Pero volviendo a los recuerdos familiares, la mayor de mis tías enviudó muy joven, teniendo siete hijos. Siempre contó con el apoyo y la ayuda de los abuelos y de sus hermanos. Además que ella era una mujer de carácter fuerte y temple de acero, con su empeño y dedicación logró darles una estupenda educación materna (con la fortaleza del padre fallecido y el cariño de madre), y logró inscribir a sus hijos en buenas universidades.

Cuando algún hijo tuvo un descalabro económico, se ocupó, del mismo modo, de ayudar en los estudios a sus nietos. El resultado es que actualmente algunos de ellos son destacados profesionistas y todos son padres dedicados y responsables. No cabe duda, el ejemplo de la madre ha sido un factor decisivo. Ahora tiene 86 años, se mantiene saludable, alegre y jovial, y su mayor satisfacción –como es lógico– es la familia que ha logrado consolidar.
Cuando la visito, me suele mostrar las fotografías de toda la familia distribuida por diversos puntos del país y me presume a sus bisnietos. Sobre sus nietos jóvenes y apuestos, me dice bromeando y con orgullo: ­–¡Mira qué “buena percha” tienen mis nietos! ¡Se les nota que son de muy buena raza sonorense!

Recientemente falleció mi madre. Antes de morir me comentaba que lo que más agradecía a Dios era precisamente ese sentido de unidad familiar. Recordaba, con nostalgia, aquellas inolvidables fiestas con toda la numerosa prole.

Por ley de vida, muchos de mis familiares mayores ya han fallecido. Pero eran reuniones que, sin lujos ni gastos excesivos, simplemente consistían en un agradable encuentro, siempre formativo para todos los hijos y nietos.
Me parece que cada quien, amigo lector, podría contar su propia historia familiar y el modo como –de un modo espontáneo y natural– fuimos aprendiendo virtudes y valores en el seno de nuestro hogar.

Por otra parte, sabemos que existen intereses creados por acabar con el sentido tradicional de la familia.
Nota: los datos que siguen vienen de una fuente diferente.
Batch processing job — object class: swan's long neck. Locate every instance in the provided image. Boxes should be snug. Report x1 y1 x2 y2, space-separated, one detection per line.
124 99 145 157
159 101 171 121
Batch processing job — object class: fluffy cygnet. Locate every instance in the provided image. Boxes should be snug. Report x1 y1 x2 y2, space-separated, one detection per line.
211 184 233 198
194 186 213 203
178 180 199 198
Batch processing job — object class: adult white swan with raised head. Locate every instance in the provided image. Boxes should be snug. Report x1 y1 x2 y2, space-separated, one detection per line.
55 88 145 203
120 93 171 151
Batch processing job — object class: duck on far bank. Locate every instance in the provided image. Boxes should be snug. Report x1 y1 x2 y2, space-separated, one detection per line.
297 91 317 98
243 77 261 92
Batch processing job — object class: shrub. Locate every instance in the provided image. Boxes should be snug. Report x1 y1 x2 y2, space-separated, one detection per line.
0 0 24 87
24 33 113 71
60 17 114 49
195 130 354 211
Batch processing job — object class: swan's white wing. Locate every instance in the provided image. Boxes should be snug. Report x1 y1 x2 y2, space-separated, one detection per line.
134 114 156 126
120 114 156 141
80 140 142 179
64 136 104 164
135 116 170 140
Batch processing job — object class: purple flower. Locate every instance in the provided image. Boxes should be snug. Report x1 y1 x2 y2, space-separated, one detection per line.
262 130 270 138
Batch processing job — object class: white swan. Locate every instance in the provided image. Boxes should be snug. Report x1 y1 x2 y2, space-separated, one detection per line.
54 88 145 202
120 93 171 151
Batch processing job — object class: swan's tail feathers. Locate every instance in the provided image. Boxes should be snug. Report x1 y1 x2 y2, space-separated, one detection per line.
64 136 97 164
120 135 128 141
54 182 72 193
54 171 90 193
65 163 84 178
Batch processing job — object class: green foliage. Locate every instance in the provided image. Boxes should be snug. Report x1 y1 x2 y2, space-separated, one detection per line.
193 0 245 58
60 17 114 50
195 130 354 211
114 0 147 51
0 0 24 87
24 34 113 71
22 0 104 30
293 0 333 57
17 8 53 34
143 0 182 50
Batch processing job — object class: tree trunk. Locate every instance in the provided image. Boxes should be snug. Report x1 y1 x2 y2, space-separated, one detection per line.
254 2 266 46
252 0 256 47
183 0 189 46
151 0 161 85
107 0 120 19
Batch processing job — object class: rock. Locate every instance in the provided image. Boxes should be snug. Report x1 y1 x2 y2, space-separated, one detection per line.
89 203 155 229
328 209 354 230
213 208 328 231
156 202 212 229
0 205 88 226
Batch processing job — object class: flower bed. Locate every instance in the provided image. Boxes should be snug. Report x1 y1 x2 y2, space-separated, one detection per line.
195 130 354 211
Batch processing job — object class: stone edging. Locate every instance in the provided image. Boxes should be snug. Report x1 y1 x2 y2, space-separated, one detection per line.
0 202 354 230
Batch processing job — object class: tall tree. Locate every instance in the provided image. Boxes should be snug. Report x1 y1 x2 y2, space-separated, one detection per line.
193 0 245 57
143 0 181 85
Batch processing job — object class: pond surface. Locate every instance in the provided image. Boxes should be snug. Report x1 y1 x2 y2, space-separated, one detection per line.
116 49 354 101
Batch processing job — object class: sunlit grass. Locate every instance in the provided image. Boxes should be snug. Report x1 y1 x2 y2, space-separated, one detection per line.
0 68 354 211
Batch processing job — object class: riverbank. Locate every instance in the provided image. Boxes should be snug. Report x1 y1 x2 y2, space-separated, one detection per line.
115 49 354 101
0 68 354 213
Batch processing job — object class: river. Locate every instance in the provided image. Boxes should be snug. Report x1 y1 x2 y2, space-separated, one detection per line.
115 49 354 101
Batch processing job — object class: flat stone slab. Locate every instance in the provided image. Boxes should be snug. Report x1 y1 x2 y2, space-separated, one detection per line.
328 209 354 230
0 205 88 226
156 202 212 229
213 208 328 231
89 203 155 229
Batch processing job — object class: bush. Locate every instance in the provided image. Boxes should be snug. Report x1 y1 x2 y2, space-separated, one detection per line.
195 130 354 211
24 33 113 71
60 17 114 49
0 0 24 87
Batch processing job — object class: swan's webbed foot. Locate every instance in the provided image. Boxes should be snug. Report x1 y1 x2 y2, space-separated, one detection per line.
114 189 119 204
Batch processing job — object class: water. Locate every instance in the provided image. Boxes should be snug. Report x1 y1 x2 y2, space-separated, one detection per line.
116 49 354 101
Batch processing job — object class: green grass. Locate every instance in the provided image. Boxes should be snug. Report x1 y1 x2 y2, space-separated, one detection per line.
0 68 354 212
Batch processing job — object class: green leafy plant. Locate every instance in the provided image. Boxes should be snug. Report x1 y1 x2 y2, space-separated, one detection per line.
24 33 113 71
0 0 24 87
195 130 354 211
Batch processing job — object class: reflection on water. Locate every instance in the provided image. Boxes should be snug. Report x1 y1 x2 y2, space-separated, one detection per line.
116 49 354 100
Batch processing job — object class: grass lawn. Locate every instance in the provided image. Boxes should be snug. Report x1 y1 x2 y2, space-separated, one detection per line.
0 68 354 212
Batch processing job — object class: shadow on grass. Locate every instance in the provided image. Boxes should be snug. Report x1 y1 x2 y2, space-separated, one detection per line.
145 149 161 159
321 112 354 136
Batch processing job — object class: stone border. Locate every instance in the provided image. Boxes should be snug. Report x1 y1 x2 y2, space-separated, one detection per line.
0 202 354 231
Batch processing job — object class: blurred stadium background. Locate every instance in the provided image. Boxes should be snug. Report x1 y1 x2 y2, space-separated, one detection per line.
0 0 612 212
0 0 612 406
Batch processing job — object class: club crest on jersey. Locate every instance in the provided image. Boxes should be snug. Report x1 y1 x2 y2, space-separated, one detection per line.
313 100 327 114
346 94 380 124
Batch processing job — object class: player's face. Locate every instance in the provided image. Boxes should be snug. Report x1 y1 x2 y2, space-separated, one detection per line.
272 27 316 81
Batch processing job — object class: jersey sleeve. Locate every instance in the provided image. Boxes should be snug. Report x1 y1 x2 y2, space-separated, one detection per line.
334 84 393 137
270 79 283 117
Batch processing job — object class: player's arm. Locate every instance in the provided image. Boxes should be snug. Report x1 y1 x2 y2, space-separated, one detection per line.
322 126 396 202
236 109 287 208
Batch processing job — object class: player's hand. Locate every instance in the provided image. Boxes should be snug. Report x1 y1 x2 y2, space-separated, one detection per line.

Hay países donde los lazos familiares se han desdibujado. No tienen propiamente un sentido del matrimonio ni de la familia. Los hijos son escasos y, por lo tanto, las tasas de natalidad están teniendo un alarmante decrecimiento.

Muchos especialistas en demografía coinciden en señalar, por ejemplo, que hacia el 2040 ó 2050, Europa será un continente –en su gran mayoría– de ancianos, sin suficientes jóvenes para atender las demandas laborales ni tomar el relevo generacional. Todo esto ha ocurrido porque se ha perdido el verdadero sentido de la familia.

Recuerdo que en mis clases de Civismo se nos insistía en la idea de que “la familia es el pilar de la sociedad”; que un conjunto de familias sanas conforman y sustentan a una sociedad sana. Y viceversa: muchos de los problemas sociales que padece nuestra comunidad, como son: la drogadicción, los divorcios, los abortos, la violencia, determinados trastornos psíquicos, etc., tienen como raíz una inadecuada educación familiar, los conflictos entre los cónyuges, la falta de unidad entre sus miembros, una deficiente comunicación de valores humanos y espirituales de los padres hacia sus hijos... Por ello, concluyo que –hoy más que nunca– es importantísimo el papel de los padres, tíos y abuelos en la formación de sus hijos, sobrinos y nietos, para inculcarles sólidos valores y virtudes. Que lo primero es predicar con el propio ejemplo. Y que la familia es un valioso tesoro que tenemos no sólo que agradecer, sino también cuidar y preservar en este tiempo presente, y pensando también en transmitir este rico legado a las futuras generaciones.